As further details emerged regarding what authorities knew about the brother's accused of the bombings, unnamed officials told Associated Press that Dzhokar Tsarnaev, who remains in hospital, was unnarmed when he was arrested hiding inside a boat in a neighborhood back yard.

The report directly contradicts Boston police claims that Dzhokar Tsarnaev had been involved in a firefight with officers before he was captured.

According to the New York Times an M4 rifle had been found on the boat - another claim contradicted by the Associated Press source.

Police say the ethnic Chechen brothers Tamerlan and Dzhokhar Tsarnaev planted and detonated two pressure-cooker bombs near the finish line of the Boston Marathon on April 15.

Tamerlan Tsarnaev was killed in a shootout with police four days later, and Dzhokhar Tsarnaev, 19, was wounded and captured.

He is hospitalised in fair condition and charged with two crimes that carry the possibility of the death penalty.

The disclosure of the second warning from the Russians raised questions about whether the CIA and the FBI failed to share the information, even after reforms enacted to prevent information-hoarding following the September 11, 2001, hijacked plane attacks.

"That's something that we have to look at," said Senator Dan Coats, a Republican from Indiana and member of the Senate Intelligence Committee. "That's one of the key things that we have learnt and need to work on to make sure it doesn't happen again, and that is simultaneous communication to all the relevant agencies when a warning is posted."

The two bombs in Boston were detonated with the kind of remote device used to control a toy car, US investigators said in a briefing to a House of Representatives panel yesterday.

The briefing by the FBI and the Department of Homeland Security to the House Intelligence Committee revealed that the two brothers apparently became radicalised by anti-US information on the internet, members of Congress said.

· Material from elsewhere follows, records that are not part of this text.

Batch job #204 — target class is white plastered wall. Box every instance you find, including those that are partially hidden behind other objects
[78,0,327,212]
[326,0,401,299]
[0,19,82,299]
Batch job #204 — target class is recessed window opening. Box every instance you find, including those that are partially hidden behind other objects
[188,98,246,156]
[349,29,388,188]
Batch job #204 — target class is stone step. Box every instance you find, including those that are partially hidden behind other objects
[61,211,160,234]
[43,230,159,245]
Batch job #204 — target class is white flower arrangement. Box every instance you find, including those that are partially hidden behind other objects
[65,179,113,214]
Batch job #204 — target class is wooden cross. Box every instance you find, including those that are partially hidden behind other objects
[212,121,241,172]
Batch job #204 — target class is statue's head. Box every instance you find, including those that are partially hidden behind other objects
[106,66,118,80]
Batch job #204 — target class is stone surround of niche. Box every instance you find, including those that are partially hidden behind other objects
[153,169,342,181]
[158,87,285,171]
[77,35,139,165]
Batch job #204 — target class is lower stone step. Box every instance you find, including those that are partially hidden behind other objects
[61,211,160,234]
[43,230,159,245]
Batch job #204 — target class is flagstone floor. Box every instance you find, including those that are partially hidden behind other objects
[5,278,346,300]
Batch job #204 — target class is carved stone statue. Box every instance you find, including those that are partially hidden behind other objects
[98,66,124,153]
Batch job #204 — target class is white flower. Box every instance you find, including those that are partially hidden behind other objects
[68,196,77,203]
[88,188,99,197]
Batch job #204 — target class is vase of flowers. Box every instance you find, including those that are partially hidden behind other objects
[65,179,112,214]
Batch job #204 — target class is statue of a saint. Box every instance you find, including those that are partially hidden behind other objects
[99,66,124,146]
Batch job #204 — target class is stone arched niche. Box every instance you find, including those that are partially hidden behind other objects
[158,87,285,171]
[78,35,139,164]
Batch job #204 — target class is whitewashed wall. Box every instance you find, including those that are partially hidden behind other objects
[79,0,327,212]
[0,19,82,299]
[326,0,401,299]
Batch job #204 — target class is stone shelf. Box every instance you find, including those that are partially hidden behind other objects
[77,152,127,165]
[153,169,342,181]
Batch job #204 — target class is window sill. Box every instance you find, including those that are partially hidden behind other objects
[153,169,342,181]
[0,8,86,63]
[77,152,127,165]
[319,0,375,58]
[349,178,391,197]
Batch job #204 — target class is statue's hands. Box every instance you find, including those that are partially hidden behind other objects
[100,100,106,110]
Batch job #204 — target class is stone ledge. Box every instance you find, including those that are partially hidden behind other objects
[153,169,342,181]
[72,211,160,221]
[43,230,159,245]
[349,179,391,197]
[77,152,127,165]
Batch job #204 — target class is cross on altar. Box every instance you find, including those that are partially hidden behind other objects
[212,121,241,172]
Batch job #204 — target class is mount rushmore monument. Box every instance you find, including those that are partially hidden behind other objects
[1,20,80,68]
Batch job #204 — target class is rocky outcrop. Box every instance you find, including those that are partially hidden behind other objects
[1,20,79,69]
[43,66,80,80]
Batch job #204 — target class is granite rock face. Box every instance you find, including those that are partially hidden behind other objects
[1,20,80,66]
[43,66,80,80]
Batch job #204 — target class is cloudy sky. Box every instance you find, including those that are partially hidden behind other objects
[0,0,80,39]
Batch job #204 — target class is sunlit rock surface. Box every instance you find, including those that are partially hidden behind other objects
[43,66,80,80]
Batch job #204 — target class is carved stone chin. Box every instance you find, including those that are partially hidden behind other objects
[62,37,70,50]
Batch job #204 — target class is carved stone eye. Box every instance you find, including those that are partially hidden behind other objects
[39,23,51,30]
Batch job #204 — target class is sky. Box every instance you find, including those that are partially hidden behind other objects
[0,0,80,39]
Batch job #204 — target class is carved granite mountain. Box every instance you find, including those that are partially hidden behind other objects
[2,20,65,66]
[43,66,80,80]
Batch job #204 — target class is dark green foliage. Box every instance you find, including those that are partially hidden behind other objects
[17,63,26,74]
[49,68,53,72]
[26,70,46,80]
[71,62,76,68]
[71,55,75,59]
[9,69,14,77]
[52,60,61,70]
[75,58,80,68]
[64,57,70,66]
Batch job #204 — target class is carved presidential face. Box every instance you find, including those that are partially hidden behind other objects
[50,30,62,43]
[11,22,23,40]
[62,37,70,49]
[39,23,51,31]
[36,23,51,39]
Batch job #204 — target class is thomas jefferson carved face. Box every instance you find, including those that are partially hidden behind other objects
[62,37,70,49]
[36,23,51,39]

"It looks like they built their bomb based on Inspire magazine and the article said how to build a bomb in mom's kitchen," said Representative Dutch Ruppersberger of Maryland, the top Democrat on the House Intelligence Committee.

The online magazine Inspire, circulated by Yemen-based al- Qa'ida in the Arabian Peninsula, publishes English-language exhortations to would-be Western jihadists to carry out attacks with whatever means they have at hand. It recently published detailed instructions on how to build homemade devices.

"The younger bomber in whatever type of communication he's using said that's where they got the instruction to build the bomb," Ruppersberger said.

Authorities say attention has focused on the elder brother as the driving force behind the bombings. As part of the FBI's probe in 2011, his name had been entered into a US Customs and Border Protection database known as TECS.

US officials said that when he left the United States for a six-month stay in Russia in January 2012, the TECS database sent an alert to the Joint Terrorism Task Force, a multi-agency FBI-led body in Boston.

It remains unclear what investigators did with the information.

Ruppersberger said the FBI went back to the Russians repeatedly seeking more information but got no response.

"They followed through the protocols that were necessary once they got that information, but then they got no other information from the Russians," he said.

Adam Schiff, a California Democrat on the House committee, said he felt the inquiries from the Russians "were appropriately followed up upon."

"Our agencies get thousands and thousands of leads like we did from the Russians," he said, noting that some are efforts by foreign governments to go after political dissidents.

Schiff said the Boston bombings posed a new kind of threat to the United States, "where we're now facing more what Europe has faced, with an alienation of part of the immigration population and self-radicalisation.

"That's a different challenge than those that are trained overseas or receive material support from overseas and come here to attack us, and I think that will cause us to do some things differently," he said.

The briefing indicated that some of the elder brother's dissatisfaction may have stemmed from the US wars in Iraq and Afghanistan, Ruppersberger said.